The resulting images will be made publicly available through the International Neuroimaging Data-Sharing Initiative, the first large-scale attempt to collect and share a large number of brain images. On December 11, 2009, the scientists behind this effort, previously dubbed the 1,000 Functional Connectomes Project, publicly released over 1,200 sets of fMRI images of the brain at rest created at 33 different sites around the world. Since then, investigators have downloaded and used this data to sketch a core architecture behind human brain function along with variations between individuals of different ages and genders—findings outlined in more than 40 publications so far.

Images of Illness

In a second project, The Child Mind Institute will explore brain development patterns in its young patients. Children who volunteer for the project will travel to Orangeburg for a brain scan. The images, stripped of identifying details, will comprise a future Child Mind Institute Biobank. As with the repository of brains from healthy individuals, Biobank curators will pair these scans with carefully collected psychological and clinical data from the same individuals to understand the significance of what they are seeing in the scans.

The hope is to find functional brain signatures of mental illness and learning disorders in children and teens. “We plan to integrate the research and the clinical,” to determine the developmental origins of ailments such as autism, depression and psychosis, says Ronald Steingard, a psychopharmacologist at The Child Mind Institute. Scientists hope such information might one day be used to develop objective medical tests for these problems and to see a patient’s response to treatment as a change in his or her brain.
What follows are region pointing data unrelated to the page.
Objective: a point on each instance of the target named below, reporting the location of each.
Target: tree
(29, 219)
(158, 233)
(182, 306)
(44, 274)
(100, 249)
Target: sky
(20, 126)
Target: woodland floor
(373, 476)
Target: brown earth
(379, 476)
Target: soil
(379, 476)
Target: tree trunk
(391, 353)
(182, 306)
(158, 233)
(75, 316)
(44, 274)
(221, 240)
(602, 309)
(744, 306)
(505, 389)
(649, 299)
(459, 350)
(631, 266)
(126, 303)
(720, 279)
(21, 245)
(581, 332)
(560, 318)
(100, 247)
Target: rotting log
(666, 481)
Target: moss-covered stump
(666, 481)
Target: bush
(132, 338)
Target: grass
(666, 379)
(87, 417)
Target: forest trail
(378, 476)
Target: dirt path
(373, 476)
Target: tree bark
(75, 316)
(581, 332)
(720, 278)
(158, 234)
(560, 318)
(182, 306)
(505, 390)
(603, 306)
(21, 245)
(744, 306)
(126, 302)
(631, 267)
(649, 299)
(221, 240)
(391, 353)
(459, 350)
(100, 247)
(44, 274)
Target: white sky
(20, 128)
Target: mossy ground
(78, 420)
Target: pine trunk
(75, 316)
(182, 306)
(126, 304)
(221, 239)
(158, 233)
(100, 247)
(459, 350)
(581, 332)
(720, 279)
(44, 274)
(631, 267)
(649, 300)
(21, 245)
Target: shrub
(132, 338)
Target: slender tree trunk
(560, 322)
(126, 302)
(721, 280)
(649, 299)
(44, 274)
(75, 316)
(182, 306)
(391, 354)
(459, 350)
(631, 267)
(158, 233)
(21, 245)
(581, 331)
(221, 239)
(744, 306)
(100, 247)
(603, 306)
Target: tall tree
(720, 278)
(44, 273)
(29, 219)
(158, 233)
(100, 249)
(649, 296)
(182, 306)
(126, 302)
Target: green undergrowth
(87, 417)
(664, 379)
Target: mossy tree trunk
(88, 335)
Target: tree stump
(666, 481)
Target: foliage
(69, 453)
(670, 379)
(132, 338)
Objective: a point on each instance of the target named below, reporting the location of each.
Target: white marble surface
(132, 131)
This effort parallels other recent undertakings conducted with the support of the International Neuroimaging Data-Sharing Initiative. In one of these, the Autism Brain Imaging Data Exchange, investigators from 16 scattered labs have divulged brain scans, along with behavioral data, from 539 individuals with an autism spectrum disorder and 573 counterparts without autism. A separate research consortium has released brain images, along with basic clinical information, from 285 children and adolescents with attention-deficit hyperactivity disorder and 491 without the deficit for comparison.

In addition to more accurate diagnosis, a close look at the brain regions altered by illness could help doctors tailor treatment more precisely to a patient’s problem. Strategies such as electroconvulsive therapy and deep-brain stimulation (DBS) that work by revving up or shutting down neural activity can be aimed at particular brain regions or nerve fiber tracts. In some cases, medication is known to act largely on particular brain areas as well.

Focused treatment could also take the form of biofeedback, in which the patient tries to deliberately alter brain activity through conscious processes. The hubbub in a brain area or circuit could drive a visual output—say, a needle on a “brainometer.” Patients might try to move that needle one way or the other by directing their thoughts to particular topics, sensations or remembrances. (Often, patients try several strategies by trial-and-error before landing on one that works.) Craddock is now actively investigating biofeedback as a possible treatment for depression.

In addition, shedding light on the neural circuits involved in specific brain disorders might inspire the development of new therapies aimed at those circuits. Like the collaborative effort to decipher the human genome, a large-scale endeavor to uncover the vast array of connections in the human brain, their meaning, and how they change over time, is likely to yield myriad benefits, many of which we cannot yet predict.